Aunque el imperio estadounidense ha traspasado su pico histórico, sigue siendo una superpotencia con una capacidad militar lo suficientemente imponente como para compensar su erosionado pero todavía considerable poder «blando» o «inteligente». Como bien observó Gibbon, los imperios no declinan ni caen de una vez.

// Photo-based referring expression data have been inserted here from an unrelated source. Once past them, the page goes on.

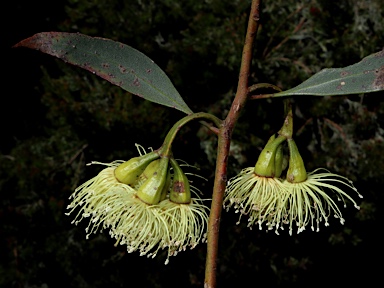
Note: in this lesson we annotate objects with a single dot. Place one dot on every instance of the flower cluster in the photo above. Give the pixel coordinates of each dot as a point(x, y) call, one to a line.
point(145, 203)
point(300, 198)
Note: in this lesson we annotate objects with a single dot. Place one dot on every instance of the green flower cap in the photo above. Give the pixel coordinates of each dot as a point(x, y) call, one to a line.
point(180, 191)
point(129, 171)
point(151, 190)
point(267, 164)
point(296, 170)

Por eso, como sugirió tras completar su magistral Historia de la decadencia y caída del Imperio Romano, en 1788, en lugar de preguntar por qué Roma fue destruida «deberíamos sorprendernos de que haya sobrevivido durante tanto tiempo».  

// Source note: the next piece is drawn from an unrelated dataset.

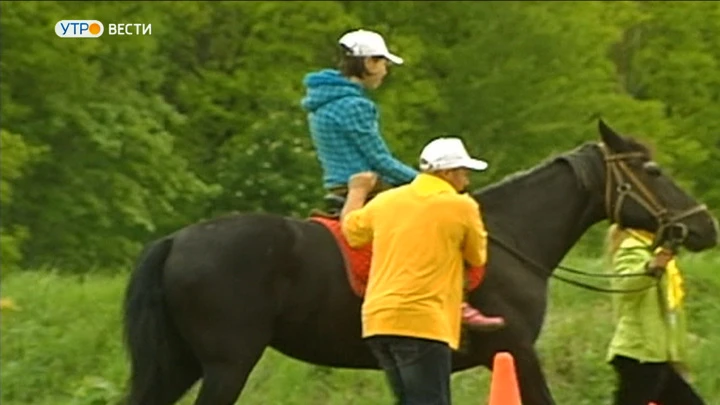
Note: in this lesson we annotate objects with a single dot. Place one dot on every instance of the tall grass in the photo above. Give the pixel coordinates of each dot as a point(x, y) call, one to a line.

Finalmente, cabe plantear la cuestión de si el imperio estadounidense deberá afrontar, como el romano, rebeliones provenientes de lo que Arnold Toynbee llamó el proletariado «interno» y «externo». Mientras que en Estados Unidos, el centro de Europa y Japón dichas rebeliones se podrían producir a resultas de la frustración de las creciente expectativas sociales, en el mundo «en vías de desarrollo» es más probable que estallen como consecuencia de la cruda pobreza y de las penurias espoleadas por la explosión demográfica, sobre todo en tiempos de desempleo galopante, salarios menguantes y volatilización de los precios de los alimentos. Alrededor de un 20% de los 65.000 millones de habitantes del mundo viven hoy con 1 dólar por día; un 50%, lo hace con menos de 2 dólares, la mayoría de los países «en desarrollo». Más que los desacuerdos religiosos o étnicos, son esta miseria material, sumada a la crisis ecológica, las que pueden disparar una violencia popular desestabilizadora. En marzo de 2009, en la víspera de la cumbre del G-20 en Londres, el presidente del Banco Mundial, Robert Zoellick, dejó claro que, para afrontar el mayor hundimiento de la economía y del comercio mundiales desde 1945, las economías de las naciones emergentes del Tercer Mundo necesitaban «inversiones en redes de seguridad, infraestructuras y pequeñas y medianas empresas que creen empleos y contribuyan a evitar las turbulencias sociales y políticas». O dicho en las más precisas palabras de la carta abierta dirigida a la cumbre de Washington por el secretario general de Naciones Unidas, Ban Ki-moon: «Si cientos de millones de personas pierden sus medios de vida y sus esperanzas en el futuro como consecuencia de una crisis en la que no han tenido responsabilidad alguna, la crisis humana que sobrevendrá no será sólo económica».  

Arno J. Mayer es profesor emérito de historia en la Universidad de Princeton. Autodefinido como «marxista disidente de izquierda», es autor, entre otras obras, de The Furies: Violence and Terror in the French and Russian Revolutions, 2001.